Uma República Perfeita

Artigo de Fernando Gabriel no Diário Económico

Ao descrever o governo republicano, Montesquieu recordava que em Atenas, quando um estrangeiro se introduzia na assembleia do povo, era punido com a morte, por procurar usurpar o direito de soberania.

Não deveria por isso causar espanto que a tentativa de intromissão da estrangeira Telefónica nos negócios de um Estado neo-republicano tenha terminado com o análogo a uma sentença de morte. Nem tão pouco deveria o veto governativo ser tratado como um acto de oportunismo: o Governo invocou a razão de Estado porque o partido socialista tem uma concepção mercantilista das relações internacionais e encara a acumulação de activos externos como um meio de preservação e expansão do poder político.

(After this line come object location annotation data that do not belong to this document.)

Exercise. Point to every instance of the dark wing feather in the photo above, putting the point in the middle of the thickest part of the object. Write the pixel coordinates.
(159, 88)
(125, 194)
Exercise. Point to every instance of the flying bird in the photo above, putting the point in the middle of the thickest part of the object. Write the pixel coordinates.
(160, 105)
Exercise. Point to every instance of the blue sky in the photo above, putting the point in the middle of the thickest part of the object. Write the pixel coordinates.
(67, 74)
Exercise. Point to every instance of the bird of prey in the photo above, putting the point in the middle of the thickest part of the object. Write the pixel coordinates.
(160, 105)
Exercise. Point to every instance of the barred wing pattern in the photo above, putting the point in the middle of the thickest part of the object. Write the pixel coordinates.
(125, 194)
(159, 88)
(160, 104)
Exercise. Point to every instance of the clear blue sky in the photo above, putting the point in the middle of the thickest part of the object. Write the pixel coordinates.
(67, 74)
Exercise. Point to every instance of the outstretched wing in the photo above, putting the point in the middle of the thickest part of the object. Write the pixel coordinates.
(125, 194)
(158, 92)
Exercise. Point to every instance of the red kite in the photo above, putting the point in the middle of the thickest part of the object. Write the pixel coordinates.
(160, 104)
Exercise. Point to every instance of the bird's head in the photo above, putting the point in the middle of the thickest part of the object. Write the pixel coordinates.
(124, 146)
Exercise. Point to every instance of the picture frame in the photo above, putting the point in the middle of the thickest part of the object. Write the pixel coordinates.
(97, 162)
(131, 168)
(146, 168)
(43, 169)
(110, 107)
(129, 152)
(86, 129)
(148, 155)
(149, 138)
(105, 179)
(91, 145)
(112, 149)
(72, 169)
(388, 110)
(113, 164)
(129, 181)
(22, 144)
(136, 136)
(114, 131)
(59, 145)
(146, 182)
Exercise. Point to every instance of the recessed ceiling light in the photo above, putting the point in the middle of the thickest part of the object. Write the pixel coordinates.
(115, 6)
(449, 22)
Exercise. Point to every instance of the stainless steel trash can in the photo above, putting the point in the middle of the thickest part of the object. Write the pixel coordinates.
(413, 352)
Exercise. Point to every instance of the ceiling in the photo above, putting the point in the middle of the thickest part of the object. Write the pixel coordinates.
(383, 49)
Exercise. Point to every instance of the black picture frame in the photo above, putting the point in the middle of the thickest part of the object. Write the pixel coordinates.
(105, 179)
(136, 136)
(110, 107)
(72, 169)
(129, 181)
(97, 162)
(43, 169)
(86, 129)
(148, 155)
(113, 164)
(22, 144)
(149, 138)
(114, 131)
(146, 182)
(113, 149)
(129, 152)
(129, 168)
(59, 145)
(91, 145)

Nos regimes distinguidos por Montesquieu, o espírito das leis é condicionado pelo princípio de acção do regime. Numa república, o princípio dominante é a “virtude”, entendida como uma disposição emocional: o patriotismo, uma renúncia a si próprio que está na base de um compromisso irrevogável com a prossecução de uma igualdade substantiva. Na república tudo é instrumental para a preservação do patriotismo e da frugalidade que o sustenta, incluindo a educação e as leis. O governo republicano gere o Estado de forma corporativa, ou senhorial, policiando a sociedade em busca de qualquer vestígio do seu maior inimigo: a riqueza desigual, que corrompe a virtude republicana. Quando o comendador Berardo, uma ‘golden Cher’ do regime, exige que se “nacionalize tudo”, pergunta, céptico, aos seus compatriotas: ‘do you believe in life after love (for equality)?’. E o povo republicano reponde: “tudo pela pátria, nada contra a pátria”.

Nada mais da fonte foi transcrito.